One afternoon the soldiers came and asked for my father. He was out in the town and somebody must have tipped him off. Twenty soldiers with AK-47s sat in our courtyard for two days.

My mother was shaking. My father stayed away. Eventually he went to Saudi Arabia.

The communists created little organisations inside our high school to watch the kids. One of the kids passed my name on as the son of a rich man.

I was interrogated almost 10 times asking me where the mujahideen were, whether my father was funding them, etc. It got to a point when I knew I was going to go to jail.

I left the country by walking five miles and taking a bus across the border to Quetta in Pakistan. I was a teenager in a strange land. Somebody gave me a passport and told me to go to America.

I did that and claimed political asylum. My parents survived and they are back in Afghanistan now.


Parwez and his family
Parwez (far right) and his family in 1980
Parwez Faizi says the arrival of the Russians changed the course of his life.

I remember the day the Russians invaded Afghanistan. I was 10 years old. It was around 3pm when we started seeing hundreds of planes in the sky.

Our house was only about 400 yards [metres] from a huge open space where the Russians decided to make a base.

They put up a little screen and played propaganda movies. All the kids gathered around it and watched pictures of Russians marching into Germany.

Slowly, we started trading with the Russian soldiers: anything Russian for anything American. It started getting bad after that. People started disappearing. My aunt's husband disappeared and a couple of my dad's friends. They would come at night time, ask people to go for questioning and no-one would ever hear from them again.

There was a book burning night where we had to burn anything to do with the West. The communist government would come randomly and search our house.

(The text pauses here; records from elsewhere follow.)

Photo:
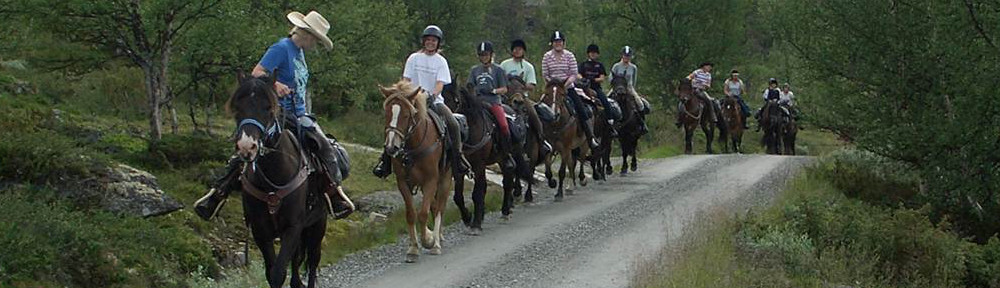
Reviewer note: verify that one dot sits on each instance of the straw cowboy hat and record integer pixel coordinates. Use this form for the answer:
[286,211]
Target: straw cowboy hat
[314,23]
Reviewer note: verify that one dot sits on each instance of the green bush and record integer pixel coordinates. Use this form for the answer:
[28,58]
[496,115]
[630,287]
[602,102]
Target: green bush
[50,241]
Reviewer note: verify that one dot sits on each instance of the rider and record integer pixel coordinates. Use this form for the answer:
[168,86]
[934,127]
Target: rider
[734,88]
[288,56]
[429,70]
[490,82]
[787,100]
[630,70]
[559,66]
[701,80]
[517,66]
[594,71]
[771,93]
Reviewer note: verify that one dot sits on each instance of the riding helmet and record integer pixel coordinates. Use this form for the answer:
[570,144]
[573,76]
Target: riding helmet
[593,48]
[484,47]
[433,30]
[557,36]
[518,43]
[628,51]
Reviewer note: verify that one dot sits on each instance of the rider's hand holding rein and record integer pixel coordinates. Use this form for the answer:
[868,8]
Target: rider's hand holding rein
[282,89]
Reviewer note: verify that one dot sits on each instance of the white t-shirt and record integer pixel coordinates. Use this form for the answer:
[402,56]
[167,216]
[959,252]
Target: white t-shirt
[787,98]
[425,70]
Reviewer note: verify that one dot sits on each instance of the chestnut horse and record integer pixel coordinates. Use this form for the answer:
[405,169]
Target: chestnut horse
[417,149]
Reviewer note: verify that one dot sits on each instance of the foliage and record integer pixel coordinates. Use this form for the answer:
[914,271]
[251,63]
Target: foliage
[913,83]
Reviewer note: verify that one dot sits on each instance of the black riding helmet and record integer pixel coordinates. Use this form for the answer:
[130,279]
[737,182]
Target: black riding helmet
[433,30]
[518,43]
[557,36]
[484,47]
[628,51]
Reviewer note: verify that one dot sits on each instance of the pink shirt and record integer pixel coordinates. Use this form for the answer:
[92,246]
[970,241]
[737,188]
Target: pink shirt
[558,66]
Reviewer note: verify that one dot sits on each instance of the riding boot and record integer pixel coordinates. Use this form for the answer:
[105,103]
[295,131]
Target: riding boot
[589,131]
[384,167]
[209,205]
[338,204]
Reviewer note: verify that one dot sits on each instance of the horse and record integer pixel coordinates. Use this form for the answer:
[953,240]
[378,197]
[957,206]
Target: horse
[534,140]
[566,137]
[697,112]
[789,131]
[771,121]
[417,147]
[628,127]
[293,210]
[733,116]
[481,148]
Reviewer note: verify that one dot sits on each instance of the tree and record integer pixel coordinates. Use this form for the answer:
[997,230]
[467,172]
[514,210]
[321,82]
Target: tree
[144,32]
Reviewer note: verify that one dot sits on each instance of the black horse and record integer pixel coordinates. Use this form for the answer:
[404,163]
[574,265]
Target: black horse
[772,122]
[280,198]
[482,148]
[629,127]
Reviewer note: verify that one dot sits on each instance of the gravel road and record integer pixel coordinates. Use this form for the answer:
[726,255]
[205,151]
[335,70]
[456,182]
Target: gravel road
[589,240]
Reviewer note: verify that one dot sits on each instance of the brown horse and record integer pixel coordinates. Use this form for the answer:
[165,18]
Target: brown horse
[418,155]
[733,117]
[273,155]
[567,138]
[629,126]
[534,144]
[697,112]
[789,131]
[482,148]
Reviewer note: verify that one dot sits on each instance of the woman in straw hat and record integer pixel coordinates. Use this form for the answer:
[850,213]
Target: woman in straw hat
[287,57]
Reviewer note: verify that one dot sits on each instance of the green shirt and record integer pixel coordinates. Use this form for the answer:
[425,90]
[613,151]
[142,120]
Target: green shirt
[520,68]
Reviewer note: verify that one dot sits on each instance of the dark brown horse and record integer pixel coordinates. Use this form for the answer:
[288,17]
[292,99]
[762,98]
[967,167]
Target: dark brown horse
[772,122]
[733,116]
[418,155]
[292,209]
[789,131]
[629,126]
[697,112]
[567,138]
[481,148]
[518,99]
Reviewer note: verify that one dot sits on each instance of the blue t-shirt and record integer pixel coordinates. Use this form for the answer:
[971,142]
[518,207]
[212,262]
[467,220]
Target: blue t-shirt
[290,62]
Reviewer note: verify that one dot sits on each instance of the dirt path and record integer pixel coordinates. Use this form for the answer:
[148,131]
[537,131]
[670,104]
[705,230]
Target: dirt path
[590,240]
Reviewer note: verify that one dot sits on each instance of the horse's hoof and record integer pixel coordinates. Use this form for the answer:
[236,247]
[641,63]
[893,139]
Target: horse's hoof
[412,258]
[435,251]
[475,231]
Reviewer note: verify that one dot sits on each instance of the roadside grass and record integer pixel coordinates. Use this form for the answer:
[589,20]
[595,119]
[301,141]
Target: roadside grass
[814,235]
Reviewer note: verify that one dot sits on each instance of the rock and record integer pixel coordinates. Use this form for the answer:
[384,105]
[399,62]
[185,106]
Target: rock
[129,191]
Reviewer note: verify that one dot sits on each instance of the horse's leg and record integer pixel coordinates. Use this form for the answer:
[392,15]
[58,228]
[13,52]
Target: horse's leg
[290,244]
[479,198]
[313,245]
[297,259]
[459,198]
[429,188]
[413,251]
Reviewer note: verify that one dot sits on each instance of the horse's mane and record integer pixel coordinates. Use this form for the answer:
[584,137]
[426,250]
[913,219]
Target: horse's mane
[403,89]
[252,86]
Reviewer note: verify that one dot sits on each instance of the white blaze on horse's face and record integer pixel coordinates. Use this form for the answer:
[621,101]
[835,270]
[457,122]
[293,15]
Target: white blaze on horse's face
[391,141]
[246,146]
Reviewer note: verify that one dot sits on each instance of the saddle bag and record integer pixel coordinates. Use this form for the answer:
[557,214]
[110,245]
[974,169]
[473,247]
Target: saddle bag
[545,112]
[463,125]
[646,107]
[614,109]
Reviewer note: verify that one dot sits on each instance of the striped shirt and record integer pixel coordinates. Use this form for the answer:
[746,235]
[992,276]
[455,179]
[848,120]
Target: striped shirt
[559,66]
[701,80]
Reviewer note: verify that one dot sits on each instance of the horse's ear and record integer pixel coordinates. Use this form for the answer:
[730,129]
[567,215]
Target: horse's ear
[385,92]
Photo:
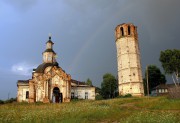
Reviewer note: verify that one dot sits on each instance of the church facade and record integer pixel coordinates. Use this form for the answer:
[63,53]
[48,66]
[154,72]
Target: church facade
[50,83]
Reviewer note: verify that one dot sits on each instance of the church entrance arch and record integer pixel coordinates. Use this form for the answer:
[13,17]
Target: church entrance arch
[57,95]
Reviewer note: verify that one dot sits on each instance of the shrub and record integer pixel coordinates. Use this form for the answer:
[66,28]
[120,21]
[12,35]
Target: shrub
[99,97]
[124,96]
[1,102]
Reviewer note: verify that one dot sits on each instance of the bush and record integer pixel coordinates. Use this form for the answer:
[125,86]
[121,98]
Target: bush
[11,100]
[1,102]
[124,96]
[99,97]
[128,95]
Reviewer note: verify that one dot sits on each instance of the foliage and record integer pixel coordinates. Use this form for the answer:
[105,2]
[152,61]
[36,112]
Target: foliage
[155,77]
[99,97]
[1,102]
[170,60]
[108,86]
[124,96]
[98,90]
[89,82]
[138,110]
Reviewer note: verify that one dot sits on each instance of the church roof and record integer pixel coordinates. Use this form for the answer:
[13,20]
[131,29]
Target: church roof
[79,84]
[43,66]
[23,82]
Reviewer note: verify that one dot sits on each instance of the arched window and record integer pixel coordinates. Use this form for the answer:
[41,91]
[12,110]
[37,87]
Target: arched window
[129,30]
[122,31]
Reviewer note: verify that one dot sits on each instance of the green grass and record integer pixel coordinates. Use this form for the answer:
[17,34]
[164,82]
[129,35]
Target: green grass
[125,110]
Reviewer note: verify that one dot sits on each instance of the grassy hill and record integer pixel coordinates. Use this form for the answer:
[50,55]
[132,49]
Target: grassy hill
[125,110]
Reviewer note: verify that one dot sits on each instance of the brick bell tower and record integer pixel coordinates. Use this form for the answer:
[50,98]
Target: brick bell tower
[128,59]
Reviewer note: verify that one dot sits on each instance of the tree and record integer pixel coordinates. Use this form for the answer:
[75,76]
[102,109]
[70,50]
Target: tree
[89,82]
[155,77]
[108,86]
[170,60]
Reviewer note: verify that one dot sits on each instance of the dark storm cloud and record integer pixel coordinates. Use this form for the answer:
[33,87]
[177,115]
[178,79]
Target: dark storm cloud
[22,5]
[83,33]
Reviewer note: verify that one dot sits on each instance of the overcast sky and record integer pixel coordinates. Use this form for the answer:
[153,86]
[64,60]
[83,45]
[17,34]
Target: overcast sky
[83,35]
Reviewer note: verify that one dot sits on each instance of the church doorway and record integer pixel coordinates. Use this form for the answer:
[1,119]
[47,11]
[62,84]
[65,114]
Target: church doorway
[57,95]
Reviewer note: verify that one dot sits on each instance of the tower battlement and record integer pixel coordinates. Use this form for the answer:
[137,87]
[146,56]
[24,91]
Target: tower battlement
[124,30]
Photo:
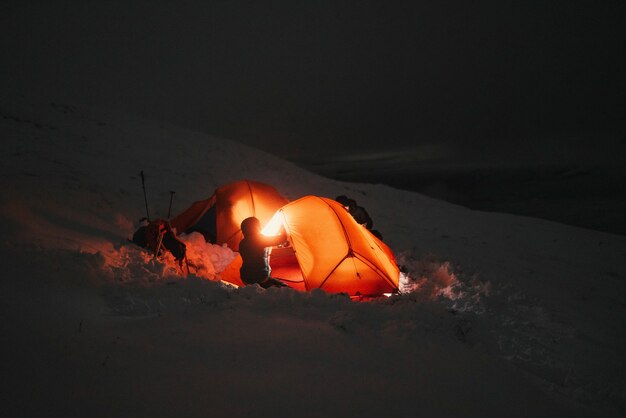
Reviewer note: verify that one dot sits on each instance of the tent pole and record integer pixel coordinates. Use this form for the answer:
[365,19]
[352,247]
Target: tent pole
[145,197]
[169,211]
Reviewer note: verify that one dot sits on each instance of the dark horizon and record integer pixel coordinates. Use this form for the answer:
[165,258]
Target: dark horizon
[344,87]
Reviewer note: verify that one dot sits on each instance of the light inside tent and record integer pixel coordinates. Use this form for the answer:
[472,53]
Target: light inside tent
[274,225]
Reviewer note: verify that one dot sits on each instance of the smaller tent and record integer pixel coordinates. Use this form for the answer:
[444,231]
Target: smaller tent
[219,217]
[329,250]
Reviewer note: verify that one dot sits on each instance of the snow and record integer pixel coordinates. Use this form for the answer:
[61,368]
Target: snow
[502,315]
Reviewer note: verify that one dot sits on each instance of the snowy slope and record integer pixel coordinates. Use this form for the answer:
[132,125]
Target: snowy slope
[502,316]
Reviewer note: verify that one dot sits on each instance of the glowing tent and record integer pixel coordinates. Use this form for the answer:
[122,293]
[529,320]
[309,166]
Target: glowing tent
[219,217]
[330,250]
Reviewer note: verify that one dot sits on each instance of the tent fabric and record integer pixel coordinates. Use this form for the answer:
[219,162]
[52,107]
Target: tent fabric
[229,205]
[332,251]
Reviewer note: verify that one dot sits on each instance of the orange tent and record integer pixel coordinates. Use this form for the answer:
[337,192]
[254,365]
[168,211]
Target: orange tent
[330,250]
[219,217]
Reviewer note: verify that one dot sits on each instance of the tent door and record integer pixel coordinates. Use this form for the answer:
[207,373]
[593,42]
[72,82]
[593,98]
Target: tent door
[284,265]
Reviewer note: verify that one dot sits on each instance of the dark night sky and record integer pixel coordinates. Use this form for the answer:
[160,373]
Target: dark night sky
[449,81]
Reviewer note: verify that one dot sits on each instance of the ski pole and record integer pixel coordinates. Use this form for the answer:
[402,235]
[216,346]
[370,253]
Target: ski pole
[145,197]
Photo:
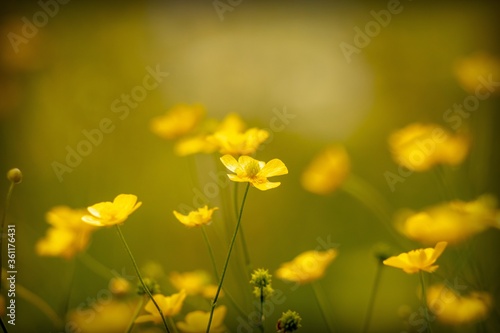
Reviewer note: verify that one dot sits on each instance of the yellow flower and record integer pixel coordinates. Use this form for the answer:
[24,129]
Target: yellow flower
[169,305]
[196,218]
[452,222]
[68,234]
[419,147]
[197,321]
[108,213]
[327,171]
[481,64]
[417,260]
[255,172]
[454,309]
[178,121]
[307,266]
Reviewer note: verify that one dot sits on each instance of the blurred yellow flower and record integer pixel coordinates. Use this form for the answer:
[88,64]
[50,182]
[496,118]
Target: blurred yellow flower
[236,143]
[197,321]
[327,171]
[470,69]
[307,266]
[196,218]
[452,222]
[417,260]
[419,147]
[178,121]
[68,234]
[196,282]
[107,213]
[454,309]
[255,172]
[169,305]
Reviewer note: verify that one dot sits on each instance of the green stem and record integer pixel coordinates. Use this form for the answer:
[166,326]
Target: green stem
[424,302]
[373,295]
[134,316]
[320,299]
[140,276]
[214,302]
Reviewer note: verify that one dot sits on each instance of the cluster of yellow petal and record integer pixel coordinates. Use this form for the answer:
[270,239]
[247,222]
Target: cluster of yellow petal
[197,321]
[199,217]
[452,222]
[307,266]
[107,213]
[327,171]
[169,305]
[196,282]
[454,309]
[419,147]
[68,234]
[255,172]
[417,260]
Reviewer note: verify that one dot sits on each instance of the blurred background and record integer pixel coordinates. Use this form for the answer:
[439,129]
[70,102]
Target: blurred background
[68,69]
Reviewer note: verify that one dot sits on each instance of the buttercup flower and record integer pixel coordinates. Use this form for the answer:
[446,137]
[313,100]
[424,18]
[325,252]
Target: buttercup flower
[452,222]
[196,218]
[197,321]
[68,234]
[255,172]
[417,260]
[169,305]
[307,266]
[327,171]
[419,147]
[454,309]
[178,121]
[110,213]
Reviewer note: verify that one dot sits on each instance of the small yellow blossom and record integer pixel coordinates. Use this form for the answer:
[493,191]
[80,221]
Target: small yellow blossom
[108,213]
[417,260]
[235,143]
[255,172]
[199,217]
[197,321]
[307,266]
[452,222]
[178,121]
[68,234]
[169,305]
[419,147]
[327,171]
[453,309]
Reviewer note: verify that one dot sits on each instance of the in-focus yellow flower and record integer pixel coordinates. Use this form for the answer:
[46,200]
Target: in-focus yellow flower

In the end we migrated to Pakistan. That was a horrible experience but I am now in the US. I went to Afghanistan recently and it hasn't moved forward at all


Abdul Basir's family was divided by conflict as one brother fought for the mujahideen and the other for the Afghan army.

Abdul Basir
Abdul remembers the day the invasion began
During the Soviet invasion of my country I was living in suburb of Kabul.

It changed my life. One of my brothers was a soldier in the Afghan army and another was fighting in the mujahideen. They were fighting each other but at least they were on different front lines.

I was seven when it all started. I remember dozens of helicopters flying overhead. At seven I thought it was funny watching them fly over the mountains. Sometimes I heard the sound of bombs. People around me were frightened that they would bomb our village too.

The mujahideen took my oldest brother away by force when he was 15 or 16 years old. My other brother was forced to join the army. He tried to escape once but they caught him. The mujahideen brother was killed in the fighting, the other is working in Kabul now.

I was 12 when my father died, my mother took me to an orphanage to be looked after. At that time they were taking children in large numbers to schools in the Soviet Union. I ended up in a school in Tajikistan and my family couldn't find me for years.